A former writer on “Saturday Night Live” and “30 Rock,” Buress has been performing since he was 19 and is described on his website as a “comedian, actor, writer, musician, magician, and poker dealer from Chicago.” He’s a cohost of Adult Swim’s “The Eric Andre Show” and has appeared as Comedy Central’s “Broad City.”
He also had his own Comedy Central special, “Animal Furnace” in 2011. Buress costarred in this past summer’s “Neighbors” and has been cast in a Will Ferrell-Mark Wahlberg comedy, “Daddy’s Home.”
Buress told Stern he had been doing his Cosby riff “on and off for about six months.” He expressed bewilderment that it was his Cosby bit that caught fire and not his other humor. “That’s the first time that happened when people put something out. Nobody’s putting out the bit about me (going to the bathroom) on an airplane. Nobody cares about my edgy TSA material.”
In the profanity-laced rant, Buress said that Cosby had the “smuggest old-black-man public persona that I hate. He gets on TV, ‘pull your pants up, black people, I was on TV in the ‘80s. I can talk down to you because I had a successful sitcom.’”
He said he had read articles about Cosby and his alleged sexual misdeeds: “Everybody can get that information.” He said he also was registering his opposition to comments Cosby has frequently made scolding African American youths for poor language skills and rudeness.
The sexual allegations against Cosby date back decades. In 2005, Temple University staffer Andrea Constand sued Cosby, claiming he drugged and groped her during a visit the year before to his Philadelphia home. During that case, 13 other women came forward with similar stories and were prepared to testify, according to published reports. But her lawyers reached an out-of-court settlement with Cosby in 2006; the terms were not disclosed.
Cosby has repeatedly denied the allegations and has steadfastly refused to address them during interviews with National Public Radio and the Associated Press in past weeks. But before Friday night’s performance in central Florida where he received a standing ovation from the sold-out audience of more than 2,000, Cosby told a local television interviewer: “I know people are tired of me not saying anything, but a guy doesn’t have to answer to innuendoes.”
Buress is not the first young comic to take a swipe at the legendary entertainer. Eddie Murphy famously lampooned Cosby in his 1987 concert film, “Raw,” recounting how Cosby called and chastised him for using foul language in his act. Murphy said he felt insulted and dismissed Cosby with a few coarse words.

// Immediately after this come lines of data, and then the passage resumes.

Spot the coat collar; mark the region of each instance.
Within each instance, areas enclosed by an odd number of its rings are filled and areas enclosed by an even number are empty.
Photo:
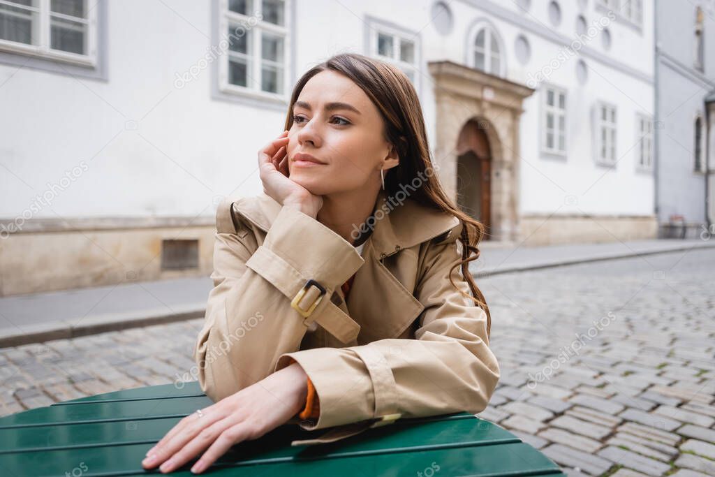
[[[267,232],[282,205],[262,192],[242,197],[235,202],[237,210],[257,227]],[[408,197],[402,204],[380,190],[373,211],[373,245],[380,256],[390,255],[438,237],[448,230],[458,232],[459,219],[442,211],[430,209]]]

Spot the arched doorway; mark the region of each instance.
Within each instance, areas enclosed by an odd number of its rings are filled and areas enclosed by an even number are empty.
[[[435,157],[445,191],[478,215],[490,240],[519,240],[519,117],[534,90],[450,61],[428,65],[435,79]]]
[[[491,236],[491,147],[484,122],[472,119],[460,132],[457,144],[457,205],[484,225]]]

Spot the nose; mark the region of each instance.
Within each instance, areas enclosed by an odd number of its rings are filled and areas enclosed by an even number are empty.
[[[316,124],[316,118],[313,117],[300,127],[296,134],[300,145],[305,146],[306,143],[310,142],[313,147],[320,147],[320,132],[317,130]]]

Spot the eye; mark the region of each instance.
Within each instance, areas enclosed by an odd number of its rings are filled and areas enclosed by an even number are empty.
[[[348,121],[347,119],[343,119],[342,117],[340,117],[339,116],[333,116],[332,117],[333,117],[334,119],[338,119],[340,121],[345,121],[345,124],[340,124],[340,126],[347,126],[347,124],[350,124],[350,121]]]

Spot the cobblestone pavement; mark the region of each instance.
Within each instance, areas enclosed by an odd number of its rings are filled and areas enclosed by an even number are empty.
[[[480,278],[502,378],[479,415],[571,476],[715,475],[714,271],[706,250]],[[202,321],[0,349],[0,413],[186,378]]]

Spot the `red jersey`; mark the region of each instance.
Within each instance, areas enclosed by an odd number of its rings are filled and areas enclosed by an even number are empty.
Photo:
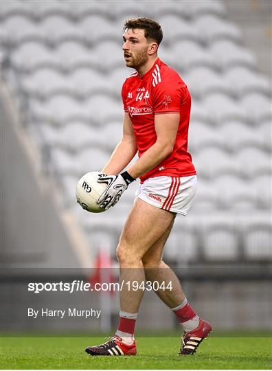
[[[180,113],[176,142],[170,155],[140,179],[196,174],[188,152],[191,96],[185,82],[172,68],[157,58],[142,77],[137,71],[125,80],[122,89],[124,109],[128,112],[135,133],[139,157],[157,140],[155,115]]]

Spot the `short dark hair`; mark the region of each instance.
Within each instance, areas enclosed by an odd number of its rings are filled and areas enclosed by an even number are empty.
[[[131,18],[126,21],[124,25],[124,31],[131,28],[135,30],[139,28],[144,30],[144,36],[146,39],[153,40],[159,45],[163,38],[163,32],[159,24],[151,19],[151,18],[146,18],[145,16],[137,16],[137,18]]]

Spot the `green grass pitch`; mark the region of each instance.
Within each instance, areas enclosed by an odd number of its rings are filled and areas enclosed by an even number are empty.
[[[104,337],[2,336],[2,369],[269,369],[272,339],[267,333],[210,336],[193,356],[177,356],[180,340],[137,337],[136,357],[91,357],[86,346]]]

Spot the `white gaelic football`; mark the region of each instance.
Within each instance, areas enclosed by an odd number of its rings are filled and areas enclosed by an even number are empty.
[[[98,183],[99,171],[87,172],[78,182],[76,186],[76,200],[80,206],[85,210],[91,212],[102,212],[104,208],[101,209],[96,201],[105,190],[106,184]]]

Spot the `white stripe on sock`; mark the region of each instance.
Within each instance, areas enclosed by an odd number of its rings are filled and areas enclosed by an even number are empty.
[[[183,308],[183,306],[185,305],[186,305],[188,302],[188,301],[186,299],[186,297],[184,297],[183,301],[179,305],[176,306],[175,308],[171,308],[171,311],[174,312],[175,311],[178,311],[179,309],[181,309],[181,308]]]

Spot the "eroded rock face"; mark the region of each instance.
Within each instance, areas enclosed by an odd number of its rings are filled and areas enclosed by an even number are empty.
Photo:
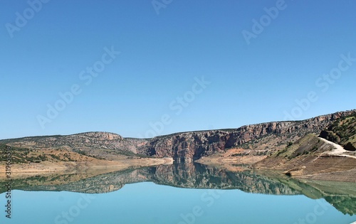
[[[13,146],[28,149],[102,149],[119,154],[125,151],[155,157],[171,157],[177,161],[191,162],[201,156],[266,137],[272,136],[278,144],[284,144],[295,136],[319,134],[337,118],[355,112],[356,110],[337,112],[303,121],[261,123],[234,129],[177,133],[145,139],[123,138],[108,132],[88,132],[68,136],[6,139],[0,141],[0,143],[11,143]]]
[[[337,112],[298,122],[276,122],[243,126],[236,129],[178,133],[153,138],[145,152],[190,162],[251,140],[273,134],[288,142],[293,134],[318,134],[333,121],[351,112]]]

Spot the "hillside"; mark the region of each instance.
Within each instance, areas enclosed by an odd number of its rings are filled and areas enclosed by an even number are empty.
[[[337,119],[320,137],[342,145],[348,151],[356,151],[356,112]]]
[[[308,134],[294,143],[288,143],[283,149],[253,166],[279,170],[303,178],[355,182],[356,151],[352,148],[355,140],[355,114],[339,117],[320,132],[320,137]]]
[[[105,160],[128,156],[169,157],[190,162],[202,156],[234,148],[252,154],[271,154],[290,142],[308,134],[319,134],[335,120],[356,110],[336,112],[293,122],[273,122],[246,125],[238,129],[189,132],[152,139],[124,138],[108,132],[87,132],[68,136],[25,137],[0,140],[14,147],[28,149],[62,150]]]

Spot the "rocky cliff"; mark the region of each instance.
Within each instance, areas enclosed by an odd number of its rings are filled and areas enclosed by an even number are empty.
[[[355,112],[336,112],[303,121],[273,122],[246,125],[238,129],[177,133],[145,139],[123,138],[108,132],[88,132],[68,136],[6,139],[1,140],[0,143],[27,149],[84,151],[104,159],[109,154],[130,152],[155,157],[172,157],[177,161],[190,162],[201,156],[233,147],[241,147],[263,139],[273,139],[273,144],[266,145],[266,149],[262,149],[276,151],[278,149],[278,146],[295,140],[295,138],[307,134],[319,134],[335,119]]]

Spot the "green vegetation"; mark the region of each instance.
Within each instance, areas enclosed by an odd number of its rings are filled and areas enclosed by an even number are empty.
[[[356,112],[342,117],[330,124],[320,136],[341,144],[347,150],[356,150]]]

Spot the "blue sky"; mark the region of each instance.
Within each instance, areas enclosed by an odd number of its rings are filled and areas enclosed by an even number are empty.
[[[0,139],[149,137],[356,107],[355,1],[0,2]]]

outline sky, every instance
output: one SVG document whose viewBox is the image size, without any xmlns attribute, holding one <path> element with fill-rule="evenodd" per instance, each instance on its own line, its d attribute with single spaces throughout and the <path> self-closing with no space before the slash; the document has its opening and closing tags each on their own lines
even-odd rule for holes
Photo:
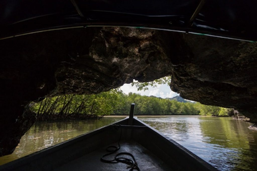
<svg viewBox="0 0 257 171">
<path fill-rule="evenodd" d="M 167 97 L 171 98 L 179 95 L 179 94 L 170 89 L 169 86 L 166 84 L 157 85 L 156 87 L 149 86 L 148 90 L 138 91 L 135 86 L 132 87 L 131 84 L 124 84 L 120 88 L 123 92 L 128 94 L 130 92 L 140 94 L 142 96 L 153 96 L 156 97 L 160 97 L 165 99 Z"/>
</svg>

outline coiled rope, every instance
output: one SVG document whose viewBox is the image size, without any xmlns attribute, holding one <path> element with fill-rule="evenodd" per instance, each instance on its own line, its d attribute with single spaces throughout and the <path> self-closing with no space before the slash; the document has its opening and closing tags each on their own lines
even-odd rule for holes
<svg viewBox="0 0 257 171">
<path fill-rule="evenodd" d="M 132 154 L 129 153 L 122 152 L 118 153 L 115 155 L 114 159 L 113 160 L 108 160 L 104 158 L 105 157 L 114 153 L 121 148 L 120 142 L 121 138 L 122 129 L 121 128 L 120 125 L 117 128 L 115 127 L 115 128 L 117 131 L 119 128 L 120 128 L 121 129 L 121 134 L 120 136 L 119 141 L 118 142 L 118 147 L 115 146 L 111 146 L 106 148 L 106 150 L 109 153 L 105 154 L 101 157 L 101 161 L 103 162 L 108 163 L 125 163 L 128 165 L 127 168 L 131 168 L 129 170 L 130 171 L 132 171 L 134 169 L 137 170 L 138 171 L 140 171 L 140 169 L 137 166 L 137 164 L 134 156 Z M 132 157 L 133 159 L 131 160 L 124 157 L 119 157 L 121 155 L 129 156 Z"/>
</svg>

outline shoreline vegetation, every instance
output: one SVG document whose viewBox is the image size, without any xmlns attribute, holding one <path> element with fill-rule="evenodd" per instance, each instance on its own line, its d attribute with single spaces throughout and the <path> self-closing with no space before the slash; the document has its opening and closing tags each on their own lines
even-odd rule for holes
<svg viewBox="0 0 257 171">
<path fill-rule="evenodd" d="M 129 114 L 130 104 L 133 103 L 136 104 L 134 113 L 138 117 L 234 115 L 232 109 L 132 93 L 126 94 L 118 89 L 95 94 L 66 94 L 47 98 L 29 106 L 36 114 L 37 121 L 49 121 L 98 119 L 110 115 L 123 117 Z"/>
</svg>

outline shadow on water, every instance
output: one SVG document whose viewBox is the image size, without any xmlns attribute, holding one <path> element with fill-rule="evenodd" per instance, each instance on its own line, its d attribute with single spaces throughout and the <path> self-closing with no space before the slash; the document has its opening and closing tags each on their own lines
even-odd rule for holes
<svg viewBox="0 0 257 171">
<path fill-rule="evenodd" d="M 10 162 L 122 119 L 36 122 L 22 137 Z M 257 170 L 257 131 L 230 118 L 169 117 L 139 118 L 219 170 Z"/>
<path fill-rule="evenodd" d="M 22 136 L 12 154 L 0 157 L 0 165 L 122 118 L 104 118 L 98 120 L 36 122 Z"/>
<path fill-rule="evenodd" d="M 228 117 L 142 118 L 219 170 L 257 170 L 257 132 Z"/>
<path fill-rule="evenodd" d="M 257 133 L 247 128 L 250 124 L 228 118 L 200 119 L 203 142 L 212 148 L 203 155 L 210 163 L 223 170 L 257 170 Z"/>
</svg>

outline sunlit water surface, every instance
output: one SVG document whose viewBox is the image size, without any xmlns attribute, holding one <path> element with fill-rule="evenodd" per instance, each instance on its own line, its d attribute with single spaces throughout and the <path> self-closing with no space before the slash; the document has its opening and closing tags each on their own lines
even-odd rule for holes
<svg viewBox="0 0 257 171">
<path fill-rule="evenodd" d="M 139 118 L 219 170 L 257 170 L 257 131 L 247 128 L 249 123 L 225 117 Z M 0 157 L 0 165 L 121 119 L 36 122 L 12 154 Z"/>
</svg>

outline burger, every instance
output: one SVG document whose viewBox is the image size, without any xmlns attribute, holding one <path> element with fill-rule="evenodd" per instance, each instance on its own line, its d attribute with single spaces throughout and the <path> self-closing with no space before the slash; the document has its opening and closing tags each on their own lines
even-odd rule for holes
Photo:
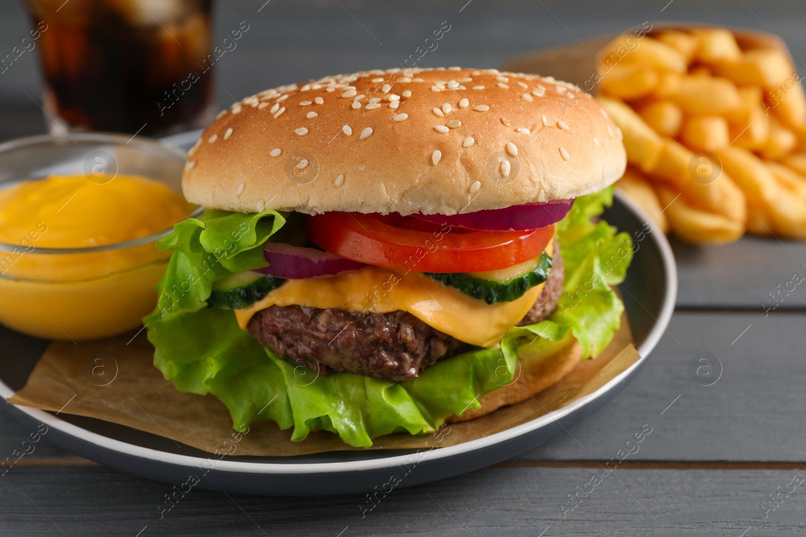
<svg viewBox="0 0 806 537">
<path fill-rule="evenodd" d="M 189 151 L 206 209 L 144 320 L 154 363 L 235 429 L 372 446 L 533 396 L 607 346 L 629 238 L 596 221 L 621 133 L 578 87 L 459 68 L 248 97 Z"/>
</svg>

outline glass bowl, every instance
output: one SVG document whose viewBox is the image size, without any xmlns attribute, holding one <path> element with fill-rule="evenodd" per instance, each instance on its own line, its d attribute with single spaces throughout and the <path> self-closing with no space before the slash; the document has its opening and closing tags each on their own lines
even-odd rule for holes
<svg viewBox="0 0 806 537">
<path fill-rule="evenodd" d="M 147 177 L 181 193 L 185 159 L 181 151 L 139 137 L 31 136 L 0 144 L 0 188 L 51 175 L 85 174 L 106 182 L 119 174 Z M 21 244 L 0 242 L 0 323 L 73 341 L 137 328 L 156 304 L 154 286 L 170 258 L 154 243 L 171 231 L 83 248 L 39 247 L 36 229 Z"/>
</svg>

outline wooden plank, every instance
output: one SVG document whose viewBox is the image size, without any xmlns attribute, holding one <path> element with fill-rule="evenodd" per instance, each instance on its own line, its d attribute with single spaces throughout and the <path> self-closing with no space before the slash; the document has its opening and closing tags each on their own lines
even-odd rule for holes
<svg viewBox="0 0 806 537">
<path fill-rule="evenodd" d="M 748 308 L 762 314 L 767 308 L 806 308 L 803 242 L 745 237 L 724 246 L 696 246 L 675 239 L 671 243 L 679 276 L 679 308 Z"/>
<path fill-rule="evenodd" d="M 804 324 L 803 313 L 675 313 L 620 395 L 518 460 L 606 461 L 649 423 L 630 460 L 806 461 Z M 703 353 L 722 366 L 713 386 L 689 373 Z"/>
<path fill-rule="evenodd" d="M 372 503 L 193 490 L 160 518 L 166 485 L 99 467 L 22 469 L 0 481 L 0 535 L 795 535 L 806 517 L 798 487 L 766 519 L 762 504 L 796 473 L 487 469 Z"/>
</svg>

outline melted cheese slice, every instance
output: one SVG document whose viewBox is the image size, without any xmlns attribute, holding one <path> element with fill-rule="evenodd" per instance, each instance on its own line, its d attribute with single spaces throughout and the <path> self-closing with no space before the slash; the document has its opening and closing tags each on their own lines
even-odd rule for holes
<svg viewBox="0 0 806 537">
<path fill-rule="evenodd" d="M 549 255 L 551 250 L 550 243 L 546 249 Z M 488 304 L 417 272 L 367 266 L 327 278 L 287 280 L 261 300 L 235 310 L 235 316 L 246 329 L 256 312 L 275 305 L 364 313 L 402 310 L 459 341 L 492 348 L 529 312 L 543 285 L 512 302 Z"/>
</svg>

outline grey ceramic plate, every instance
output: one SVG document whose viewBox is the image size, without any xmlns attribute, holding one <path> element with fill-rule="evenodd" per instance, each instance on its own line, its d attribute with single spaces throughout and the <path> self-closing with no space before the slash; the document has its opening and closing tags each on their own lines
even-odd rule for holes
<svg viewBox="0 0 806 537">
<path fill-rule="evenodd" d="M 174 136 L 171 145 L 188 147 L 198 133 Z M 200 489 L 277 495 L 339 494 L 380 489 L 401 467 L 409 472 L 399 486 L 443 479 L 493 465 L 546 441 L 563 428 L 609 401 L 646 361 L 669 322 L 677 295 L 677 272 L 666 238 L 643 233 L 646 215 L 617 195 L 604 217 L 640 239 L 626 280 L 621 286 L 636 348 L 642 357 L 596 392 L 506 431 L 455 446 L 429 451 L 332 452 L 291 457 L 225 457 L 221 461 L 189 446 L 177 448 L 167 438 L 81 416 L 6 406 L 22 422 L 44 423 L 48 438 L 74 453 L 118 470 L 181 485 L 200 468 L 210 469 Z M 640 303 L 638 302 L 640 300 Z M 649 315 L 647 315 L 647 313 Z M 0 396 L 5 399 L 24 384 L 47 341 L 0 327 L 4 354 Z"/>
</svg>

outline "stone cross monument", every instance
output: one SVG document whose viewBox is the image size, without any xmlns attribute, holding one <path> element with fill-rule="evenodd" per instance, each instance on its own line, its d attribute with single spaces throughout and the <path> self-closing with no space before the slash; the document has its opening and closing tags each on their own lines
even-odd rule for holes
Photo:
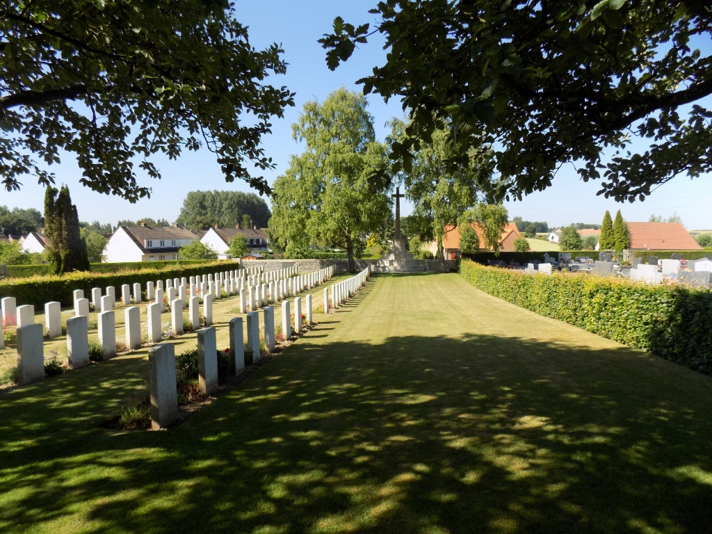
<svg viewBox="0 0 712 534">
<path fill-rule="evenodd" d="M 391 197 L 396 199 L 396 231 L 393 234 L 393 240 L 400 241 L 400 199 L 405 195 L 400 194 L 400 187 L 396 187 L 395 194 L 392 194 Z"/>
</svg>

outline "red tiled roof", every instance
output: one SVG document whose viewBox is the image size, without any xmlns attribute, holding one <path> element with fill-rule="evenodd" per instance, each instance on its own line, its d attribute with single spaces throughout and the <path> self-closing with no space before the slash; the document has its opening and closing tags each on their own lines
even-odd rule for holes
<svg viewBox="0 0 712 534">
<path fill-rule="evenodd" d="M 477 225 L 477 223 L 470 223 L 470 226 L 472 226 L 475 231 L 477 233 L 477 237 L 480 240 L 480 248 L 484 248 L 484 234 L 482 233 L 482 230 Z M 513 222 L 507 223 L 504 229 L 502 230 L 502 236 L 500 237 L 499 242 L 501 243 L 510 234 L 514 234 L 518 238 L 521 237 L 521 234 L 517 229 L 517 225 Z M 443 248 L 450 249 L 450 250 L 459 250 L 460 248 L 460 232 L 457 230 L 457 226 L 454 224 L 448 224 L 445 226 L 445 235 L 443 236 Z"/>
<path fill-rule="evenodd" d="M 627 223 L 633 250 L 700 251 L 681 223 Z"/>
</svg>

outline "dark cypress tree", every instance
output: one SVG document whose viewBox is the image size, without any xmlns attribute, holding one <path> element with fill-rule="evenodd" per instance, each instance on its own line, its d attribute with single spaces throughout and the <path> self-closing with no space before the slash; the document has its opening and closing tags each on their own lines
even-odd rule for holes
<svg viewBox="0 0 712 534">
<path fill-rule="evenodd" d="M 623 220 L 621 211 L 619 209 L 616 214 L 616 219 L 613 221 L 613 248 L 620 252 L 630 247 L 630 234 L 628 232 L 628 225 Z"/>
<path fill-rule="evenodd" d="M 72 204 L 66 186 L 58 191 L 48 187 L 45 194 L 46 250 L 51 274 L 88 271 L 86 243 L 79 234 L 77 207 Z"/>
<path fill-rule="evenodd" d="M 606 214 L 603 216 L 603 223 L 601 224 L 601 235 L 598 237 L 598 248 L 602 251 L 608 251 L 613 248 L 615 241 L 613 239 L 613 221 L 611 219 L 611 214 L 607 209 Z"/>
</svg>

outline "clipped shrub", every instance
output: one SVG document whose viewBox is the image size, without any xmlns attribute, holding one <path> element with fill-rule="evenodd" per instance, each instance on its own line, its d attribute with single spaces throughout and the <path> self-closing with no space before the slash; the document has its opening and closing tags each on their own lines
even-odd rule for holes
<svg viewBox="0 0 712 534">
<path fill-rule="evenodd" d="M 126 430 L 147 428 L 151 424 L 151 407 L 147 402 L 123 408 L 119 417 L 119 425 Z"/>
<path fill-rule="evenodd" d="M 45 362 L 44 365 L 46 377 L 56 377 L 66 370 L 62 362 L 59 361 L 56 352 L 54 351 L 52 353 L 52 359 Z"/>
<path fill-rule="evenodd" d="M 179 384 L 198 380 L 198 350 L 186 350 L 176 356 L 176 382 Z"/>
<path fill-rule="evenodd" d="M 533 276 L 467 260 L 460 274 L 493 296 L 712 374 L 708 290 L 586 274 Z"/>
<path fill-rule="evenodd" d="M 17 384 L 19 382 L 17 373 L 17 367 L 10 367 L 0 375 L 0 386 Z"/>
<path fill-rule="evenodd" d="M 90 362 L 101 362 L 104 360 L 104 347 L 101 343 L 94 341 L 89 342 L 89 360 Z"/>
</svg>

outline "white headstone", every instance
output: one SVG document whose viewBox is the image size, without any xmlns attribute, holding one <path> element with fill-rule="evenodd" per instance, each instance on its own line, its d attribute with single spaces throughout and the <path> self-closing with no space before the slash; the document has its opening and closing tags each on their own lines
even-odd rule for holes
<svg viewBox="0 0 712 534">
<path fill-rule="evenodd" d="M 134 284 L 134 301 L 137 304 L 141 303 L 141 284 L 140 283 Z"/>
<path fill-rule="evenodd" d="M 89 365 L 89 318 L 67 319 L 67 359 L 72 369 Z"/>
<path fill-rule="evenodd" d="M 124 310 L 124 327 L 126 346 L 135 350 L 141 346 L 141 310 L 138 306 L 129 306 Z"/>
<path fill-rule="evenodd" d="M 62 335 L 62 305 L 60 303 L 45 304 L 45 326 L 49 331 L 51 340 Z"/>
<path fill-rule="evenodd" d="M 205 318 L 205 325 L 213 324 L 213 295 L 208 293 L 203 297 L 203 317 Z"/>
<path fill-rule="evenodd" d="M 33 325 L 35 323 L 35 307 L 25 304 L 17 307 L 17 327 Z"/>
<path fill-rule="evenodd" d="M 292 339 L 292 319 L 289 308 L 289 300 L 282 302 L 282 336 L 285 341 Z"/>
<path fill-rule="evenodd" d="M 161 340 L 161 312 L 163 311 L 163 303 L 155 302 L 146 307 L 148 315 L 148 340 L 152 343 L 157 343 Z"/>
<path fill-rule="evenodd" d="M 252 363 L 260 361 L 260 315 L 257 312 L 247 314 L 247 348 L 252 352 Z"/>
<path fill-rule="evenodd" d="M 165 428 L 178 417 L 175 348 L 157 345 L 148 351 L 151 427 Z"/>
<path fill-rule="evenodd" d="M 99 342 L 105 358 L 116 355 L 116 321 L 114 312 L 105 311 L 97 318 L 99 323 Z"/>
<path fill-rule="evenodd" d="M 183 303 L 179 298 L 171 300 L 171 328 L 176 335 L 183 333 Z"/>
<path fill-rule="evenodd" d="M 272 306 L 266 306 L 263 314 L 265 327 L 265 352 L 267 354 L 274 354 L 274 308 Z"/>
<path fill-rule="evenodd" d="M 17 328 L 17 382 L 21 386 L 44 378 L 42 325 Z"/>
<path fill-rule="evenodd" d="M 677 274 L 678 269 L 680 268 L 680 260 L 662 260 L 663 274 Z"/>
<path fill-rule="evenodd" d="M 200 299 L 195 296 L 189 299 L 188 317 L 190 318 L 191 328 L 197 330 L 200 326 Z"/>
<path fill-rule="evenodd" d="M 212 328 L 198 330 L 198 387 L 205 395 L 218 390 L 217 344 Z"/>
<path fill-rule="evenodd" d="M 245 369 L 245 338 L 242 330 L 242 318 L 234 318 L 228 325 L 233 367 L 235 375 L 239 375 Z"/>
</svg>

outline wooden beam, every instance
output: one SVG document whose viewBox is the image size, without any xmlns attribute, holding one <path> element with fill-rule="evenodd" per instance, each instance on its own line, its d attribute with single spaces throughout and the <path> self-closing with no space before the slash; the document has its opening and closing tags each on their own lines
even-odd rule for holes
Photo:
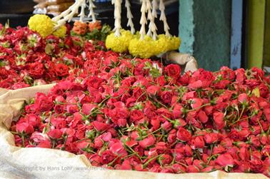
<svg viewBox="0 0 270 179">
<path fill-rule="evenodd" d="M 266 0 L 249 0 L 247 30 L 248 68 L 262 67 Z"/>
<path fill-rule="evenodd" d="M 231 68 L 241 66 L 243 0 L 231 1 Z"/>
</svg>

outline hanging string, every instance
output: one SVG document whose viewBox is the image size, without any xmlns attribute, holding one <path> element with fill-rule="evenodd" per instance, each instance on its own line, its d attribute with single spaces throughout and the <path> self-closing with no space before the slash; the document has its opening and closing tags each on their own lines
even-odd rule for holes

But Buress’ routine has caused a lot more damage, largely fueled by his national following and social media.
“Hannibal has a massive social-media presence,” said Mark Geary, producer of Chicago’s Lincoln Lodge. “Obviously something lit his fuse that night. Usually he’s laid back and very genial. I doubt he would have said, ‘I gotta take Cosby down.’ I’m guessing he’s a smart guy. It’s amazing that one line in the social media world would be the first domino in taking down an American icon.”
Asked by Stern if he regretted the rant, Buress replied, “I said it, and I gotta stand on it. But it’s an interesting situation.”